Methods-We measured plasma concentration of each component of circulating RAS, angiotensin II (Ang II) forming activities in mononuclear cells, and forearm blood flow (FBF) responses to intra-arterial infusions of Ang I and II before and after lipid/heparin infusion in 15 healthy males. We also measured changes in FBF during the infusions of acetylcholine as endothelial function before and after lipid infusion and ANG II infusion at 5 pmol/min. These experiments were repeated with the single dose of losartan.
Results -Elevated FFA did not affect plasma renin activity, serum ACE activity, plasma concentrations of ANG I, ANG II and aldosterone. Forearm vasoconstriction by either ANG I or II was not enhanced by elevated FFA. However, total (2250 and 11082 Ang II pmol/min/mg protein before and after lipid infusion respectively, p < 0.05), chymase- (853 and 2892, p < 0.01), and cathepsin G- (322 and, p < 0.05) dependent Ang II production in mononuclear cells were significantly increased after lipid/heparin infusion. Elevated FFA significantly impaired endothelial function, which was prevented by the single dose of losartan (50mg). However, intra-arterial infusion of Ang II did not affect endothelial function.

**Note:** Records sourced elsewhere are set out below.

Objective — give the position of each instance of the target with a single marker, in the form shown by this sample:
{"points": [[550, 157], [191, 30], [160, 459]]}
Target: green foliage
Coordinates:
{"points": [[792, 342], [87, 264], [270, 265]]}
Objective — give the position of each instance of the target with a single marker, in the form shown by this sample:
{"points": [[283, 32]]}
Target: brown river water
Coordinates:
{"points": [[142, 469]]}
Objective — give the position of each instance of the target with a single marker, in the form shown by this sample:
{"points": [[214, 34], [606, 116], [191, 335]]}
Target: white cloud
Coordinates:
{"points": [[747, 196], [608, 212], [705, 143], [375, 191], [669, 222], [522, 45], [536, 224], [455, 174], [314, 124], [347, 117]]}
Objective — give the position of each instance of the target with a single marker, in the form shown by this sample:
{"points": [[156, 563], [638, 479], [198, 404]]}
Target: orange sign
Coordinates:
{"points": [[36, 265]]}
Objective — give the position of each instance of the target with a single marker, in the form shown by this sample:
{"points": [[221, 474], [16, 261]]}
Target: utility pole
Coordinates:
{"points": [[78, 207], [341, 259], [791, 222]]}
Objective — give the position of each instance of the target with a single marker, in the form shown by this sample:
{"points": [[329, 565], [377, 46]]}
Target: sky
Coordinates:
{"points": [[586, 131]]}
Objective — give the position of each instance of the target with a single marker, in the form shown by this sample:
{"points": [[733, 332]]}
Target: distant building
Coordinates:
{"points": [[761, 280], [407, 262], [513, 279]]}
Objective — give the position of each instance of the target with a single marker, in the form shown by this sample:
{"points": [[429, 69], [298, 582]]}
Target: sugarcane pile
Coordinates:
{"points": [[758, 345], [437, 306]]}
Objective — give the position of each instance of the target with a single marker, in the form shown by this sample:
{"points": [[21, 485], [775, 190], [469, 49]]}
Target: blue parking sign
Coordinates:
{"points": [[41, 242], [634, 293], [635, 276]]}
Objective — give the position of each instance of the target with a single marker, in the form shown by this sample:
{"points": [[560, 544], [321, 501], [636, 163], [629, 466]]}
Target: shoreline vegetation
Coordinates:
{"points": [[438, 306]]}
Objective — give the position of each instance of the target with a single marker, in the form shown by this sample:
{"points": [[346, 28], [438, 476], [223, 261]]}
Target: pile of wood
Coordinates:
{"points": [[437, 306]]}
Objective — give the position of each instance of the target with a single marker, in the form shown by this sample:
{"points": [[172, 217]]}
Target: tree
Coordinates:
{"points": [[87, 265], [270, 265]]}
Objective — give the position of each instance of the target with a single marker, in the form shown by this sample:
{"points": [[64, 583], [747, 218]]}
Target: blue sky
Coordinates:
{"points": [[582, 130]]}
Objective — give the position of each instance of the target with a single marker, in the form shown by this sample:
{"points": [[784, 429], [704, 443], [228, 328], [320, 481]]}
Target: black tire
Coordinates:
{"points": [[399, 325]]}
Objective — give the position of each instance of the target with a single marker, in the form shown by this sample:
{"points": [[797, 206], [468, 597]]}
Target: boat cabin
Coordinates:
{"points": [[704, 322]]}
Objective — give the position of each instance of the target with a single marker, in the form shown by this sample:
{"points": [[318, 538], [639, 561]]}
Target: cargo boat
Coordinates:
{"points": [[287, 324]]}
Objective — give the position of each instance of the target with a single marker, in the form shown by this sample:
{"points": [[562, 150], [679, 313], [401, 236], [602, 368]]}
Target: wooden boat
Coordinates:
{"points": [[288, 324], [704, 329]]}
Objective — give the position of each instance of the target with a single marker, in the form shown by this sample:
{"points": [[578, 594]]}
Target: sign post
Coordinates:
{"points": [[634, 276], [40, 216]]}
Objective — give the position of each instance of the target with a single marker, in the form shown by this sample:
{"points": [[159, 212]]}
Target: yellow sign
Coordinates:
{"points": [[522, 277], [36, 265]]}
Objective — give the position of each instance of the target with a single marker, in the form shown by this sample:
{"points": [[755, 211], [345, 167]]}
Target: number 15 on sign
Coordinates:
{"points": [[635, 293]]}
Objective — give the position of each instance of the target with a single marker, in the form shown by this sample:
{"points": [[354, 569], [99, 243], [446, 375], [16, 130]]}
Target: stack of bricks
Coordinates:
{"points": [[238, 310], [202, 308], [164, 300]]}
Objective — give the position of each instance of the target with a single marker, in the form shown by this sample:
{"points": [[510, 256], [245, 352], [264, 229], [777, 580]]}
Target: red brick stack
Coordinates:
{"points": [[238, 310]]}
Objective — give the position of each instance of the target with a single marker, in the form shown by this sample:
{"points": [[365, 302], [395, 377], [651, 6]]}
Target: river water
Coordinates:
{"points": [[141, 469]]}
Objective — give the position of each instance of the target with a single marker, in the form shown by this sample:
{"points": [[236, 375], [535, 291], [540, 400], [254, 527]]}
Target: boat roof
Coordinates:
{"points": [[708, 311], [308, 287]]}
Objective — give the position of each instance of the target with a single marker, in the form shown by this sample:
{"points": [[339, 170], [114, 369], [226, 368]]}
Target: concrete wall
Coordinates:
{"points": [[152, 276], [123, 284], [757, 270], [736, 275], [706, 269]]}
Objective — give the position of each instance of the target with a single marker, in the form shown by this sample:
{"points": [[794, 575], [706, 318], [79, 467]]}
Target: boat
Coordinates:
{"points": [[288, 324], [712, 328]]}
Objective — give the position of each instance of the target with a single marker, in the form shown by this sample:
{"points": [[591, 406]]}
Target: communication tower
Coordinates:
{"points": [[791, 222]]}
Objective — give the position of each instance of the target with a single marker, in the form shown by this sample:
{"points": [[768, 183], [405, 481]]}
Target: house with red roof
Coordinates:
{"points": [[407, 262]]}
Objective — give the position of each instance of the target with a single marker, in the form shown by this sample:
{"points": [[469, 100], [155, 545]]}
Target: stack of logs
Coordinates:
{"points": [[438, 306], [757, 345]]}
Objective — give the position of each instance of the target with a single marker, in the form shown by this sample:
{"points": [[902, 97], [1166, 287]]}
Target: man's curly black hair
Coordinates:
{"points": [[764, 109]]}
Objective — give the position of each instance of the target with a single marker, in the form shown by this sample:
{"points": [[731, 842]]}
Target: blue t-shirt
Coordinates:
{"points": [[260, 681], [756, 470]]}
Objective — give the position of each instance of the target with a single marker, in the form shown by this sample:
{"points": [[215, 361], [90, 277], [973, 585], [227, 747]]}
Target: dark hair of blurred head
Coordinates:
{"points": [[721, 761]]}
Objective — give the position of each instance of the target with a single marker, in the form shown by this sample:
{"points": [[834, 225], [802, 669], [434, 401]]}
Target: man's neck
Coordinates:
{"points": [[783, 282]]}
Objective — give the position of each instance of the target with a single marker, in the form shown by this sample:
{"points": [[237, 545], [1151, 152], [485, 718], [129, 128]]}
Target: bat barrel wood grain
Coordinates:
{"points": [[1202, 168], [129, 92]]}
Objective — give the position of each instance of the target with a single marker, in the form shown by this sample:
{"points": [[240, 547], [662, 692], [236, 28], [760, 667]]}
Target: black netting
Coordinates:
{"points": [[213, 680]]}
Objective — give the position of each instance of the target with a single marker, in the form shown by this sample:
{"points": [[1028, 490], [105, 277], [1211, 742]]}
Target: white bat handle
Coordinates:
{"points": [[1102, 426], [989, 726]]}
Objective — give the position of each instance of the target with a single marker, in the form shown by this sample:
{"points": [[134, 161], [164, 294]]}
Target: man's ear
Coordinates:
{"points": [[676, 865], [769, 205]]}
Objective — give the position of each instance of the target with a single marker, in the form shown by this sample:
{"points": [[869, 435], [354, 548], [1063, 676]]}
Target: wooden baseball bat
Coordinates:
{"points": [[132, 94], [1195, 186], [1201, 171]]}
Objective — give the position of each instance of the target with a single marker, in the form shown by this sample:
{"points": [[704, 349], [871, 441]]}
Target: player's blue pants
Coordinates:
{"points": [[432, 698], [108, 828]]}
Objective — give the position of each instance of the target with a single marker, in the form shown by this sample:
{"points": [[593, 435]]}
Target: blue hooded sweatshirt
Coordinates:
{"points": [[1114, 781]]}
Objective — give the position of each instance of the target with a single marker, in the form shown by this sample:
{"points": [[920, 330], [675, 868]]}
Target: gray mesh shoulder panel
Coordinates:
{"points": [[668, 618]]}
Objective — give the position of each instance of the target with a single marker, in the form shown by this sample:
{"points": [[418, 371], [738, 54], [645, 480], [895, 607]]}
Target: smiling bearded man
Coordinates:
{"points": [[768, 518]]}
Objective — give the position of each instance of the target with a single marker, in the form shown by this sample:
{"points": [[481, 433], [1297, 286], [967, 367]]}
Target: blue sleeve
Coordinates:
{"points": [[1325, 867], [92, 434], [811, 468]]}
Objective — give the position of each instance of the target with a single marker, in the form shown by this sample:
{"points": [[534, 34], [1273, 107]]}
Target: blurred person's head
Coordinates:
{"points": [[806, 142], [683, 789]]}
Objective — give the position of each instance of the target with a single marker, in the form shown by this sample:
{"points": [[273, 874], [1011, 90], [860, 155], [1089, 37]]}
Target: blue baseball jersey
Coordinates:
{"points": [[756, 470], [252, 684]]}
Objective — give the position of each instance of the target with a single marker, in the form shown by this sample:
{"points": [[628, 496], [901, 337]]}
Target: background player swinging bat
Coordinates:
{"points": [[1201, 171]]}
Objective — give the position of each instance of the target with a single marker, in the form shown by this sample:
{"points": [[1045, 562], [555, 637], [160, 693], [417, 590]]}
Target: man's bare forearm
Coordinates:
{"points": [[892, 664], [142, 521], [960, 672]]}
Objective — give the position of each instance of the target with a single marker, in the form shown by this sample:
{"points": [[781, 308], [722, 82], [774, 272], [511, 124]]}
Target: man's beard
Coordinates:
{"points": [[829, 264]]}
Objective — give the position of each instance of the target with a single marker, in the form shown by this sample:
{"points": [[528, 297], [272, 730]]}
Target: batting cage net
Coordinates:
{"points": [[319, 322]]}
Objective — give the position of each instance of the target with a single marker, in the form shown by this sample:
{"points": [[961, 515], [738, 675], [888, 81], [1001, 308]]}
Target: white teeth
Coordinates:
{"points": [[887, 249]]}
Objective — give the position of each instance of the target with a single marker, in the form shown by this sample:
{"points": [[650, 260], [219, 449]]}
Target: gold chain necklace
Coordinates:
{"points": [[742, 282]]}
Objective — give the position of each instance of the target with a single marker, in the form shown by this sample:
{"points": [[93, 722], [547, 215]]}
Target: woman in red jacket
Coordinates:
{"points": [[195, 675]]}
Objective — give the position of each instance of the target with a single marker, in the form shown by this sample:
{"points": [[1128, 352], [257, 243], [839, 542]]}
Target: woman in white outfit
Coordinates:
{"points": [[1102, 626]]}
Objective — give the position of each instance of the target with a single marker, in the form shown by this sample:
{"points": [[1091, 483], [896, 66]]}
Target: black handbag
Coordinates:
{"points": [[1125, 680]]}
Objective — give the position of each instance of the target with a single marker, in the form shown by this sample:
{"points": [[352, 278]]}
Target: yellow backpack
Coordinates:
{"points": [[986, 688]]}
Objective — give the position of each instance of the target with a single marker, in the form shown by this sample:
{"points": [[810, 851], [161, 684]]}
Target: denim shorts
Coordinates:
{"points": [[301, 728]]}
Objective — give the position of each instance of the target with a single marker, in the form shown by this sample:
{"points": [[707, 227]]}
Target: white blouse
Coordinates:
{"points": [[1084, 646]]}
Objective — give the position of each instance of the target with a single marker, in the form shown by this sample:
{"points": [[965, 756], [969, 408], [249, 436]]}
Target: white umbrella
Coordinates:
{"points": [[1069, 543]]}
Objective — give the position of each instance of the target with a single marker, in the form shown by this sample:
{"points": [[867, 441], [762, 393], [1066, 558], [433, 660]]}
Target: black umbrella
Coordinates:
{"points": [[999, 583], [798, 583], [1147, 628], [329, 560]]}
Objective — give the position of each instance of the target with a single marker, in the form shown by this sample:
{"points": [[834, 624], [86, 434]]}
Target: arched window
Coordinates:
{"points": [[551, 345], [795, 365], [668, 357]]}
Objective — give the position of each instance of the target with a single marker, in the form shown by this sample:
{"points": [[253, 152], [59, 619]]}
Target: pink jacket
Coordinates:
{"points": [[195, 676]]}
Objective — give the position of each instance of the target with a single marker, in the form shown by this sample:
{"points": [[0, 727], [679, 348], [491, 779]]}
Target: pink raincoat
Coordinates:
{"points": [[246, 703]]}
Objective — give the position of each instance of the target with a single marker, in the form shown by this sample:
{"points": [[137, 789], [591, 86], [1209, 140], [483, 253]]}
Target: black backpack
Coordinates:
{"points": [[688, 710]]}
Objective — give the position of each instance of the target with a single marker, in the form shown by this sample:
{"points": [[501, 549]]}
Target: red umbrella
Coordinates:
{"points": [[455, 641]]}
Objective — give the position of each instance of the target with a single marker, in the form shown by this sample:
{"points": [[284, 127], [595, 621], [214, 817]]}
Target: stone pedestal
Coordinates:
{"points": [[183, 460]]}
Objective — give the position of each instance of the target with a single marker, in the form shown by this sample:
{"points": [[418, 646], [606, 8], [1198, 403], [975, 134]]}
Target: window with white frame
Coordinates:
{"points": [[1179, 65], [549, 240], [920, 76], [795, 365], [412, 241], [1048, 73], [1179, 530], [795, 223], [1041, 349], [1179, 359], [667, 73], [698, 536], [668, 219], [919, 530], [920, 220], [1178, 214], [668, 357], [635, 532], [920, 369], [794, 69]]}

Conclusion-Elevated FFA by lipid/heparin infusion significantly enhanced Ang II forming activity in human mononuclear cells. However, elevated FFA did not increase any component of circulating RAS. Either sensitivity of forearm vessels to ANG II or vascular ANG II production, albeit assessed indirectly, was not affected by FFA. Activated RAS in mononuclear cells but not circulating ANG II may play an important role in FFA-induced endothelial dysfunction as “mobile” RAS.